Stanbury, 78, is Nunavut's first and only integrity commissioner, having served in that job since July 1, 2001, when Nunavut's Integrity Act came into force.
A legislative assembly news release issued last week said Stanbury will retire "for reasons of health and family obligations."
Jones becomes acting integrity commissioner on April 1. He'll serve in that position until the legislative assembly votes to appoint a new integrity commissioner.
"Jones is an exceptionally well-qualified individual to hold this position," Speaker Peter Kilabuk said.
A Rhodes scholar with degrees from McGill and Oxford universities, Jones has served as conflict of interest commissioner for Yukon since 2002.
John Quirke, clerk of the assembly, said the recruiting process begins this week with the placement of advertisements in northern newspapers and the Globe and Mail.
The integrity commissioner is an independent officer of the legislative assembly hired by MLAs, not the Government of Nunavut, and may be appointed only after a vote among all members.
A news release says the assembly's Ajauqtiit standing committee will use a "merit-based process" to select a person whose name they will then recommend to the House.
Quirke said it's possible this could be done by May, when the assembly is expected to reconvene in Iqaluit.
Stanbury, a distinguished lawyer, corporate executive and former politician, began his close relationship with the North in the early 1970s.
As minister responsible for citizenship and immigration in Pierre Trudeau's first Liberal government, Stanbury conducted citizenship consultations in the North and helped launch the Anik satellite system, which revolutionized communications in the North.
An expert in administrative law, Stanbury was a founding member of the Nunavut Arbitration Board, served as president of the Canadian Council for Native Business, and worked for Firestone Canada, where he rose to CEO.

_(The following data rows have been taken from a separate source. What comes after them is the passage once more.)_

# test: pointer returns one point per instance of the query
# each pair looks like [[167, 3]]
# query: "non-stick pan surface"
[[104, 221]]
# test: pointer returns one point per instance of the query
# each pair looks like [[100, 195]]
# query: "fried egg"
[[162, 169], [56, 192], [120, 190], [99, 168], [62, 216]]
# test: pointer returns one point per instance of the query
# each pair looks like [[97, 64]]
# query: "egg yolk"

The integrity commissioner's job is to advise MLAs and cabinet ministers on ethical issues and to conduct reviews when members are alleged to have breached the Integrity Act.

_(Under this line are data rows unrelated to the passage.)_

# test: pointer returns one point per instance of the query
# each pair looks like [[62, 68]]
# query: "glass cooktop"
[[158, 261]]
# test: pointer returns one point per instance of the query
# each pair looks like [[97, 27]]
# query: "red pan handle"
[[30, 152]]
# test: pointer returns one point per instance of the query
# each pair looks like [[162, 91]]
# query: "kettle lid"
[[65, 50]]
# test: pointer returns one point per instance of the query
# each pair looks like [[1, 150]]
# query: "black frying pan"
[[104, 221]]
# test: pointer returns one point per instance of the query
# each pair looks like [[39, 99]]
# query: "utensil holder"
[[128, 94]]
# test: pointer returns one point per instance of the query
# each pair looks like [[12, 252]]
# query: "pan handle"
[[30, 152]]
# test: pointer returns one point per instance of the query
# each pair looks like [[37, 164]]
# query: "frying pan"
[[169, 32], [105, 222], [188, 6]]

Stanbury's most recent report appeared Jan. 3, when he recommended that Baker Lake MLA David Simailak apologize for failing to disclose an interest in Kangiqlniq Developments Inc.
His next task is to review more information related to Simailak's business interests that came to light earlier this month at legislative committee hearings on the Nunavut Business Credit Corp.
Quirke said Stanbury will continue his work until March 31. On April 1, Jones will handle any leftover matters.